Глубокий, страшный кашель прервал её слова. Она отхаркнулась в платок и сунула его напоказ священнику, с болью придерживая другою рукою грудь. Платок был весь в крови.
Священник поник головою и не сказал ничего».
Даже когда умирающий, с усилием шевеля языком, хочет ей высказать свои последние чувства, её сострадание к нему не находит другого выражения, кроме бранчивого крика на него.
«Катерина Ивановна, понявшая, что он хочет просить у ней прощения, тотчас же повелительно крикнула на него:
— Ммолчи-и-и! Не надо!.. Знаю, что хочешь сказать… — И больной умолк».
Для неё и жизнь, и смерть мужа только ряд новых тревог, новых лишений.
«Чем я похороню его!» — вот что господствует в её сердце над всякой жалостью.
Даже к себе самой она давно потеряла всякую жалость; как в голосе её уже не умели звучать другие ноты, кроме бранчивых, так и в сердце её могло теперь жить только одно озлобление.

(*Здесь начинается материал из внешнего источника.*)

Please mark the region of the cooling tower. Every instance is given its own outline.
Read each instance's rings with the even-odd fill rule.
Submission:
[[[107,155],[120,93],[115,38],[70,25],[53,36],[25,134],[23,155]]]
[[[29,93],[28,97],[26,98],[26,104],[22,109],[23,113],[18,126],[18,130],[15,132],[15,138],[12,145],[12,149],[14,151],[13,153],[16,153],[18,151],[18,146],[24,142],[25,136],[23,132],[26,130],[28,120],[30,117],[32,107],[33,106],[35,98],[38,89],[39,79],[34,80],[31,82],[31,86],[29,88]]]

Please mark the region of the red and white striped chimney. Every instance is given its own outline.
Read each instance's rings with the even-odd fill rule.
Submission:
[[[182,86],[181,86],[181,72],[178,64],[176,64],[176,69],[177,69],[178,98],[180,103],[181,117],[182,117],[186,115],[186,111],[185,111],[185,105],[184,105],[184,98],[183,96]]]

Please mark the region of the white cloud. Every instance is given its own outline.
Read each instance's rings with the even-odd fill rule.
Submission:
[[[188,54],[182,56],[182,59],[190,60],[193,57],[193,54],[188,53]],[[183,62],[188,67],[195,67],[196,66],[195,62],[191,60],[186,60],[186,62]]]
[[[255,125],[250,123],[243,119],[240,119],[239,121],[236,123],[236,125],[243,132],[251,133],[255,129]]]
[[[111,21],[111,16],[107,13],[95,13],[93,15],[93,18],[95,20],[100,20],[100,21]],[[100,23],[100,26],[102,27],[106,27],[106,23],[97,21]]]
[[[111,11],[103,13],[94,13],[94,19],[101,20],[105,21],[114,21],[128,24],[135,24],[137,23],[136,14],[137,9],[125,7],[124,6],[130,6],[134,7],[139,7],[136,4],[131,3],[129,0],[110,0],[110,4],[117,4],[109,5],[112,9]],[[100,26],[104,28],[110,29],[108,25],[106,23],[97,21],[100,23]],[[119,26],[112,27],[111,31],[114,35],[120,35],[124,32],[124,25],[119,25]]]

Она умирает после уличного скитания с детьми, внезапно залившись кровью.
«Что? Священника? — кричит она привычным тоном сварливости. — Не надо… Где у вас лишний целковый?.. На мне нет грехов!.. Бог и без того должен простить… Сам знает, как я страдала!.. А не простит, так и не надо!»
А вот её последние слова:
«Довольно!.. Пора!.. Прощай, горемыка… Уездили клячу!.. Надорвала-а-сь! — крикнула она отчаянно и ненавистно и грохнулась головой на подушку».
Этим стоном ненависти и презрения не только к людям, к миру, к судьбе, но и к себе самой — сказано всё.

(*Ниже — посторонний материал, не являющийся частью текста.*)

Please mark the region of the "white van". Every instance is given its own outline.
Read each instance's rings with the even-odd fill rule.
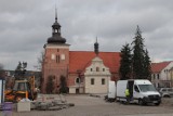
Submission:
[[[130,102],[137,102],[141,105],[161,103],[161,95],[154,85],[147,79],[129,79],[117,81],[117,101],[127,102],[125,89],[130,91]]]

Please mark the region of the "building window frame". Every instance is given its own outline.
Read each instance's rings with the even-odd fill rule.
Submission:
[[[95,79],[91,78],[91,85],[95,85]]]
[[[102,78],[102,85],[105,85],[106,79]]]

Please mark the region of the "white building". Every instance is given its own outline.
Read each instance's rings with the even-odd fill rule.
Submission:
[[[155,87],[173,87],[173,62],[152,63],[151,70]]]

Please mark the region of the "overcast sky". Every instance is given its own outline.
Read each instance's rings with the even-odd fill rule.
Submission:
[[[27,62],[36,69],[52,36],[55,4],[62,36],[70,51],[119,52],[138,25],[152,62],[173,60],[173,0],[0,0],[0,63],[15,69]]]

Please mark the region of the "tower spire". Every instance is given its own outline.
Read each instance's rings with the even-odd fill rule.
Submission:
[[[57,8],[56,8],[56,4],[55,4],[55,22],[57,22]]]
[[[97,42],[97,37],[96,37],[96,42],[94,43],[94,52],[96,55],[98,55],[98,42]]]

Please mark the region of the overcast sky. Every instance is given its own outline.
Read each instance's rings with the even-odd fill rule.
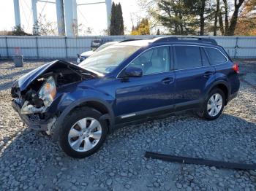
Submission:
[[[54,0],[48,1],[54,1]],[[91,0],[90,1],[99,1],[99,0]],[[33,26],[31,1],[31,0],[20,0],[21,26],[27,32],[31,32]],[[86,0],[77,0],[78,4],[86,1]],[[121,3],[124,26],[127,31],[130,31],[132,26],[131,17],[135,22],[137,17],[145,15],[138,5],[138,0],[113,0],[113,1]],[[53,4],[38,2],[37,13],[45,15],[48,20],[56,23],[56,12]],[[93,29],[92,35],[102,34],[102,31],[107,28],[105,4],[78,6],[78,24],[83,24],[83,28],[90,27]],[[0,0],[0,31],[10,31],[14,26],[13,0]]]

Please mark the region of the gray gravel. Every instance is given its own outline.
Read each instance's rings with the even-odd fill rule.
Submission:
[[[189,112],[129,126],[110,135],[97,153],[75,160],[23,126],[10,106],[12,82],[42,62],[17,69],[0,61],[0,190],[255,190],[256,171],[143,157],[155,151],[256,163],[256,61],[238,63],[241,91],[218,120]]]

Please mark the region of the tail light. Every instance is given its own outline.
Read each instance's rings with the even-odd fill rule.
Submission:
[[[233,71],[235,71],[237,74],[239,74],[239,66],[237,63],[235,63],[233,66],[232,69]]]

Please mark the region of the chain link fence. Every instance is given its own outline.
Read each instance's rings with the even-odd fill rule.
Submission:
[[[160,36],[89,36],[76,37],[1,36],[0,36],[0,59],[10,58],[15,55],[22,55],[25,58],[36,59],[75,58],[77,53],[91,50],[94,42],[122,41],[127,39]],[[218,44],[225,49],[231,58],[256,58],[256,36],[196,36],[195,37],[215,39]]]

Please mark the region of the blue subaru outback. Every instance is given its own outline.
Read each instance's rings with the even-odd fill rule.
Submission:
[[[238,66],[213,39],[125,40],[78,66],[55,61],[18,79],[12,107],[73,157],[118,127],[182,110],[217,119],[239,89]]]

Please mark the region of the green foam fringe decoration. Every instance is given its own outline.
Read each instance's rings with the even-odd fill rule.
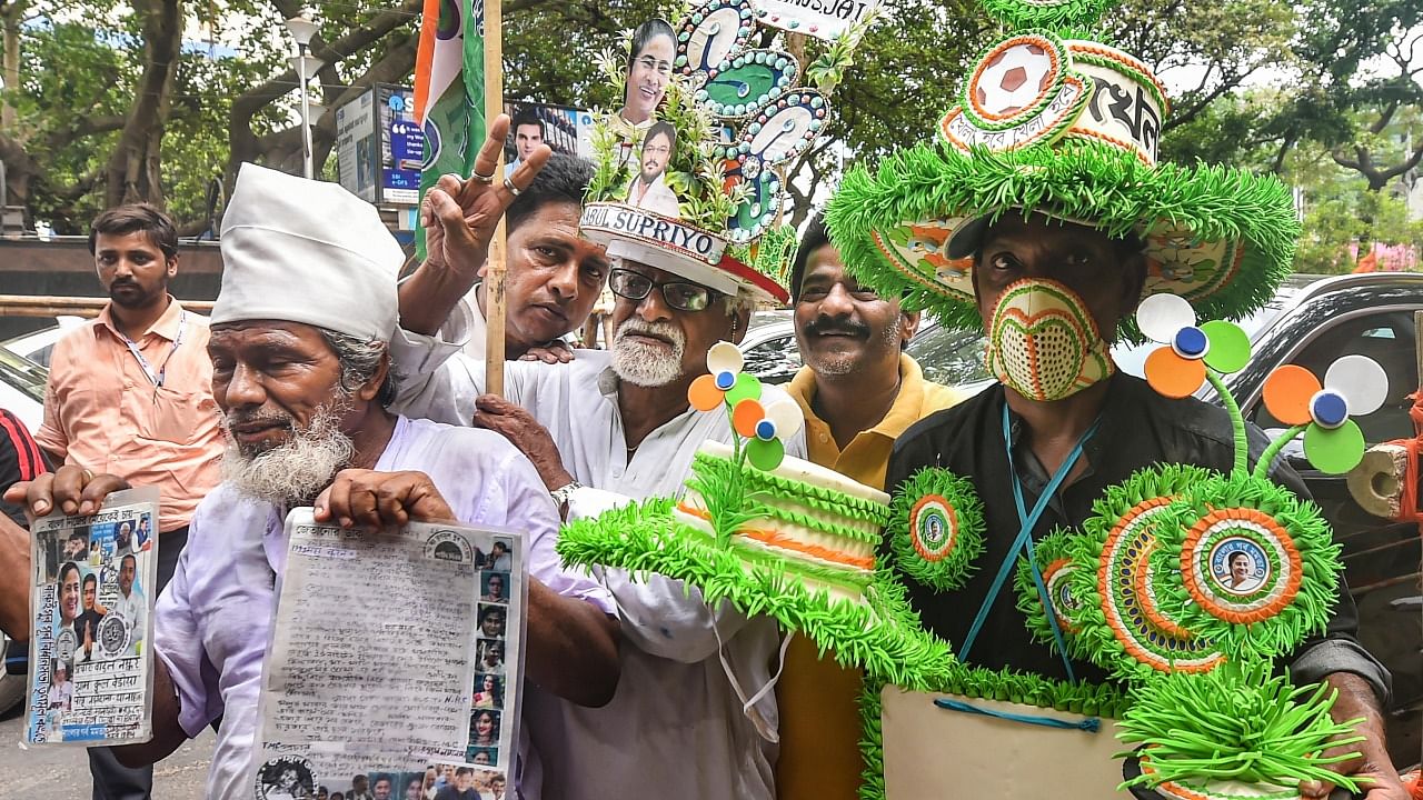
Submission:
[[[1153,168],[1110,145],[1084,141],[998,154],[921,142],[887,157],[875,172],[851,169],[825,221],[861,283],[884,296],[904,296],[906,309],[929,310],[951,329],[979,330],[972,299],[911,280],[878,252],[871,232],[1010,209],[1091,219],[1111,236],[1171,221],[1207,241],[1242,241],[1239,269],[1227,285],[1200,299],[1185,293],[1200,319],[1238,319],[1266,303],[1291,270],[1301,229],[1289,189],[1274,177],[1215,165]],[[1130,315],[1118,333],[1141,340]]]
[[[677,524],[673,501],[657,498],[578,520],[559,534],[564,564],[605,565],[629,572],[657,572],[702,589],[707,604],[730,601],[746,615],[767,615],[804,633],[824,655],[861,666],[867,675],[901,686],[945,680],[953,656],[948,643],[924,631],[904,586],[879,572],[864,591],[864,604],[832,599],[808,589],[783,561],[748,564],[707,534]]]
[[[1143,760],[1153,774],[1121,787],[1180,781],[1204,789],[1210,780],[1237,780],[1294,787],[1298,796],[1301,780],[1323,780],[1358,793],[1353,779],[1329,769],[1358,753],[1321,756],[1365,740],[1353,729],[1362,719],[1339,723],[1329,716],[1338,695],[1328,683],[1295,686],[1285,675],[1271,675],[1268,660],[1160,675],[1137,689],[1117,733],[1146,747]]]
[[[1077,534],[1064,530],[1056,530],[1047,534],[1042,541],[1033,544],[1033,552],[1037,557],[1037,569],[1043,572],[1043,579],[1047,579],[1047,568],[1062,559],[1074,561],[1074,568],[1080,569],[1081,565],[1076,564],[1073,558],[1081,545],[1077,542]],[[1017,569],[1013,574],[1013,588],[1017,589],[1017,611],[1023,614],[1023,619],[1027,625],[1027,632],[1032,633],[1033,641],[1040,645],[1047,645],[1052,651],[1057,652],[1057,638],[1053,636],[1052,622],[1047,619],[1047,609],[1043,608],[1042,599],[1037,596],[1037,584],[1033,581],[1033,571],[1027,562],[1027,554],[1017,558]],[[1052,591],[1049,588],[1049,591]],[[1057,604],[1059,598],[1052,598],[1053,604]],[[1077,645],[1076,633],[1063,628],[1063,643],[1067,646],[1067,656],[1073,659],[1084,659],[1086,653]]]
[[[859,754],[865,772],[859,773],[859,800],[885,800],[884,680],[864,680],[859,693]]]
[[[1302,577],[1295,599],[1274,618],[1235,625],[1205,612],[1177,579],[1158,584],[1163,609],[1180,618],[1188,629],[1220,642],[1227,653],[1247,656],[1288,653],[1306,636],[1323,632],[1339,598],[1343,562],[1339,559],[1340,545],[1335,544],[1319,507],[1248,473],[1217,475],[1201,481],[1173,504],[1177,524],[1157,528],[1163,545],[1157,555],[1175,558],[1170,567],[1180,568],[1181,545],[1191,525],[1217,508],[1254,508],[1269,514],[1285,528],[1301,557]],[[1265,552],[1274,559],[1268,548]]]
[[[1101,14],[1118,0],[1059,0],[1056,3],[1027,3],[1025,0],[982,0],[983,10],[1009,28],[1073,28],[1097,24]]]
[[[1083,522],[1083,534],[1073,540],[1076,549],[1073,561],[1077,571],[1072,574],[1072,592],[1081,602],[1079,612],[1080,628],[1074,636],[1074,648],[1080,655],[1097,666],[1106,669],[1116,678],[1124,680],[1144,680],[1157,670],[1137,660],[1127,648],[1117,639],[1116,632],[1107,622],[1103,611],[1106,598],[1097,586],[1097,571],[1101,564],[1101,554],[1107,538],[1117,522],[1133,508],[1144,501],[1157,497],[1178,497],[1192,485],[1200,485],[1215,477],[1215,473],[1190,464],[1164,464],[1138,470],[1126,481],[1107,487],[1096,501],[1093,501],[1091,517]],[[1163,517],[1168,512],[1161,511]],[[1168,525],[1157,524],[1153,531],[1160,537]],[[1157,552],[1164,545],[1158,541]],[[1157,589],[1157,599],[1181,586],[1180,577],[1173,577],[1168,569],[1161,569],[1153,581]],[[1184,591],[1184,589],[1181,589]],[[1180,609],[1163,608],[1173,621],[1180,621]],[[1191,632],[1197,632],[1188,625],[1183,625]]]
[[[692,460],[693,473],[700,473],[703,470],[729,470],[730,467],[731,461],[721,458],[720,456],[709,456],[706,453],[697,453]],[[744,473],[746,488],[753,494],[767,493],[785,495],[800,505],[818,508],[821,511],[850,517],[852,520],[861,520],[875,527],[884,527],[889,515],[888,507],[882,502],[875,502],[872,500],[865,500],[862,497],[855,497],[852,494],[845,494],[825,487],[793,481],[753,467],[743,467],[741,471]],[[864,538],[864,534],[857,534],[857,538]]]
[[[936,494],[953,508],[958,517],[956,541],[938,561],[925,558],[914,544],[911,514],[915,504]],[[983,552],[983,502],[973,483],[941,467],[925,467],[905,481],[889,501],[889,537],[895,567],[915,581],[941,592],[963,586]]]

Если Мармеладов и совершенно сочинённая, совершенно неестественная дочь его Соня, напоминающая своею бесцветною сентиментальностью разных Фантин и Козетт В.Гюго[2], держат мысль автора в преданиях его прежнего творчества, то Катерина Ивановна, Раскольников, Свидригайлов выступают крупными и резкими типами нового настроения Достоевского. Бессмыслие и несправедливость существования проповедуются каждым шагом, каждым словом их.
Раскольников хотя тоже субъект сильно психиатрический, но в нём односторонность духа развивается определённо и последовательно, в связи с обстоятельствами, понятно и заметно для читателя. Свидригайлов же — это один из самых заправских, самых любимых типов Достоевского; это ходячий психический калейдоскоп, в котором неожиданные и противоречивые черты характера выскакивают совсем готовыми на глаза читателя, заслоняя собою всё, что он прежде видел и знал, рисуя его представлению совершенно новые, непохожие ни на что прежнее, затейливые и загадочные узоры…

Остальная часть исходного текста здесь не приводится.